Lorsqu’il reçoit l’alerte de son collègue, Moussa*, chauffeur de taxi clandestin à Dakar, s’empresse de faire descendre ses clients. « Terminus ! Amoul Yakar est de sortie ! » La voiture, qui devait se rendre boulevard Général-de-Gaulle, finit sa course à quelques minutes de son point de départ, à Liberté VI.
Celui qui contraint le chauffeur à une pause, c’est Mouhamadou Diouf, agent de circulation réputé incorruptible, d’où son surnom « Amoul Yakar » (« sans espoir », en wolof). Ce matin-là, l’homme sillonne la capitale sénégalaise en moto, avec pour premier point de contrôle la sortie de l’autoroute, en centre-ville.
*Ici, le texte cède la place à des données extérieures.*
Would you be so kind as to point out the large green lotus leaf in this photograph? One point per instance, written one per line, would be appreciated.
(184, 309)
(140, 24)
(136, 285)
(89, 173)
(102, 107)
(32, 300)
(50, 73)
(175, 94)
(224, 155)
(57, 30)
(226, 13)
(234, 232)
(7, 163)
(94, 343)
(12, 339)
Posté en contrebas, le policier reconnaît à leur conduite les automobilistes en infraction.
Justement, la Dacia qu’il aperçoit s’est manifestement muée en taxi clandestin. La démarche résolue, Mouhamadou Diouf se place au milieu de la route et fait signe au conducteur de s’arrêter. Papiers confisqués, voiture immobilisée. Le chauffeur tente de négocier la contravention, peine perdue. « Amoul Yakar » reste inflexible. « Un jour, il a arrêté son oncle ici même », raconte son co-équipier, qui ne cache pas sa fierté de travailler avec un tel collègue.